OSF Healthcare aims to boost child vaccines with AI and data

By Leila Hawkins
OSF Healthcare is creating smart childhood mobile vaccine clinics using artificial intelligence and heat maps...

Illinois healthcare provider OSF Healthcare is using AI to develop a mobile vaccination programme for children in underserved communities. 

The organisation identified that despite free vaccinations being available to low-income families through a federal program, many children are either not being vaccinated, are being vaccinated late for their age, or don’t complete the course of their immunisation schedule. 

The project is getting underway thanks to a grant of almost $75,000 through its Jump ARCHES program, a partnership between OSF and the University of Illinois College of Medicine. An additional $30,000 is being provided through the Illinois Innovation Network, a group of educational institutions working with businesses to develop new technology solutions. 

OSF is also developing digital tools that will collect information during mobile clinics to help address social determinants of health, such as access to food, transportation, and income factors among others.

These digital solutions will be created and tested for use at the healthcare provider's Innovation Design Lab.
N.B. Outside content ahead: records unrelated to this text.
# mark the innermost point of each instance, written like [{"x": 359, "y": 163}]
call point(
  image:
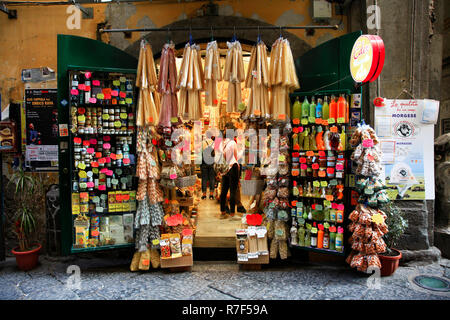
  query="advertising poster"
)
[
  {"x": 407, "y": 138},
  {"x": 41, "y": 129}
]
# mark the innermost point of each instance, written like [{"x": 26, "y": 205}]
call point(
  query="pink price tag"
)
[{"x": 367, "y": 143}]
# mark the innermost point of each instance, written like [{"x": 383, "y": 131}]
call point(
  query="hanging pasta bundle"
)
[
  {"x": 258, "y": 81},
  {"x": 148, "y": 104},
  {"x": 167, "y": 86},
  {"x": 213, "y": 74},
  {"x": 191, "y": 83},
  {"x": 283, "y": 77},
  {"x": 234, "y": 73}
]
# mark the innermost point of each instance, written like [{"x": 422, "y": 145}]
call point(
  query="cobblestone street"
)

Director Scott Barrows explains that their teams will use machine learning algorithms to build artificial intelligence models that can accurately identify the geographical areas that have the greatest need for childhood vaccinations. 

“We will be both gathering information plus applying new apps and new ways to gather information about what a community’s needs are, and some of them are quite dramatic” Barrows says. 

This will help towards solving the root causes that influence why kids aren’t vaccinated.  “The social determinants of health impact everything really, and that is involved in almost every app and technological intervention we create" Barrows adds. 

Another partner, Illinois State University, will use AI to create heat maps that identify the locations with the most concerning rates of under-vaccination, while also predicting the supply needs in high risk areas. 

Barrows believes the project can serve as a blueprint for future funding to increase resources within communities; for instance include a reminder system for families who have visited a mobile clinic to keep on a routine vaccination schedule.

Elise Albers, Population Health manager for OSF HealthCare Children’s Hospital of Illinois (CHOI), says that mobile clinics can increase vaccination rates because they allow kids to receive their shot in a setting where they are comfortable. 

 “We really are cautious when entering a new community and we know that there are trust issues, especially with vaccines" she says. "We really focus on making sure that we build trust with a community before we come in and offer services like vaccines.”

Flu vaccination clinics have also provided education to counter misinformation. Barrows also thinks this grant work could provide a roadmap for dealing with COVID-19 vaccinations once they become available for children. The end goal is to have enough mobile clinics to positively impact kids’ health which, in turn, could lower health care costs by reducing visits to the hospital emergency department.